第4話 人知を超えた焼肉食べ放題とは

「さみー」


 日曜の昼。道場で、ネコは制服の上からジャケットを着こんで、部屋の隅でガタガタ震えながら転がっていた。


 今日は練習日ではなくて、単に道場が空いているから来ただけだ。鬼先輩サラさんも、奇跡的に入部してくれたアリスちゃんもこない。が、しかし。そこで久々にやらかしてしまった。


「ごめん……」


 窓の枠に組んだ両腕をかけて、雪が降り始めてる舗装道路を見つめながら5枚着込んでる私が答えた。


「ぜってーゆるさねー」


 ごろごろと転がりながらネコが答える。


「だって、まさかあんなに足が上がると思わなかったのよ。
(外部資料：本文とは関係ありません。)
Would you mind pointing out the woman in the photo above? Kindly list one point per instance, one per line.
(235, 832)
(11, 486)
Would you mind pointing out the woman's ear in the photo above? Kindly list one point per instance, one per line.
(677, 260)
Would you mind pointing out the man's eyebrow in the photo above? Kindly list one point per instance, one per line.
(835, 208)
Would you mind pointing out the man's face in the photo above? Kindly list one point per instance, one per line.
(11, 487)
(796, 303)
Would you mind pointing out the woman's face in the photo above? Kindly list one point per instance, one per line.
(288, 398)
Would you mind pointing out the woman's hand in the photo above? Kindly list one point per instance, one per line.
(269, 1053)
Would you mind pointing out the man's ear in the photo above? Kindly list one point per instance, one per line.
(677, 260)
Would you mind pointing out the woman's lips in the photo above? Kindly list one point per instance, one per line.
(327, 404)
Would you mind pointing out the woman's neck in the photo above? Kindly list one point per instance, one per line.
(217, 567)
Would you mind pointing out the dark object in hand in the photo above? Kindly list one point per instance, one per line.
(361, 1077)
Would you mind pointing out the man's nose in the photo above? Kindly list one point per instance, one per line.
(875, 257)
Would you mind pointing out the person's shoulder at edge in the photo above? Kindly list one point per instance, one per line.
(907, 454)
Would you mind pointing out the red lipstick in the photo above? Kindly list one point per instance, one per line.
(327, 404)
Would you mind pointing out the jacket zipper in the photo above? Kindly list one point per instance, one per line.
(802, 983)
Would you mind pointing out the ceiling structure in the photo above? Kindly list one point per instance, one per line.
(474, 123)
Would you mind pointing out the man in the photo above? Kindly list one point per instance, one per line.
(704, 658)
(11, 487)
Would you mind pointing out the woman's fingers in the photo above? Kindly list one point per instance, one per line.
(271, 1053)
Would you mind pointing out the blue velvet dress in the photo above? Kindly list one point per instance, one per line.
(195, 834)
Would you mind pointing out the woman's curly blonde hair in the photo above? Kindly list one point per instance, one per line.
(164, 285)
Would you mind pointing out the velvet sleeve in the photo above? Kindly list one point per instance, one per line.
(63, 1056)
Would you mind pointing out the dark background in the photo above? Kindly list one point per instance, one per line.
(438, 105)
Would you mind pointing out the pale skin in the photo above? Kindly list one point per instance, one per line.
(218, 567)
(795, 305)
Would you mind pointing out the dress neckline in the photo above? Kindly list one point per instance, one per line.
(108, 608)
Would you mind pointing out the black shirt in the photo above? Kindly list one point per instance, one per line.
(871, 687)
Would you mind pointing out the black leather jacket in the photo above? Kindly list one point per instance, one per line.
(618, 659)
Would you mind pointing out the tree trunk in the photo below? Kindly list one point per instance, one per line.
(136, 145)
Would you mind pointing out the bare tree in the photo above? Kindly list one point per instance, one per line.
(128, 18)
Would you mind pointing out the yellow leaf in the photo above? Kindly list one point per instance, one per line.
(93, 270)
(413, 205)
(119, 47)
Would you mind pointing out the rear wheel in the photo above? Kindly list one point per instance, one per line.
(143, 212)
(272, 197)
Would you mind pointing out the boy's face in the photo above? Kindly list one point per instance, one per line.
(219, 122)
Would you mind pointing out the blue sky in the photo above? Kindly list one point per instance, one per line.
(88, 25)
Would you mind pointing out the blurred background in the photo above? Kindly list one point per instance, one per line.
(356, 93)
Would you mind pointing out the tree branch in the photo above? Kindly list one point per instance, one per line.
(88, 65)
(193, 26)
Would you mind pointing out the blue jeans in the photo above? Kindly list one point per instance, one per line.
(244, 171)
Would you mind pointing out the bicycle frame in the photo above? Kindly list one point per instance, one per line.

普段、跳び上段蹴りなんて練習しないでしょ?」


 私が片手で頭を抑える。


「うるせー」


「大体、跳び蹴りがどこまで届くかって言ったのネコじゃない!」


 立ち上がって振り向き、放心しているネコに両手を広げて弁解を続けた。


「エアコン蹴っ飛ばせなんて言ってねー」


 ネコが半目を天井に向けて言い返す。


「はずみだったのよ!」

「さみー」

「わざとじゃないのよ!」

「さみー」

「ついなのよ!」

「さみー」


「ああもう! わかったわよ! 今日も誰も来てないから練習はなし!」


「よし」


 ネコが突然立ち上がった。


「立ち直りはやいな!」

「死ぬほど肉食いに行こうぜ!」


 これが花も恥じらう17の乙女のいう事であろうか。しかし反論する気にもならないし、業者は月曜まで来ないのだ。着替えて外に出た。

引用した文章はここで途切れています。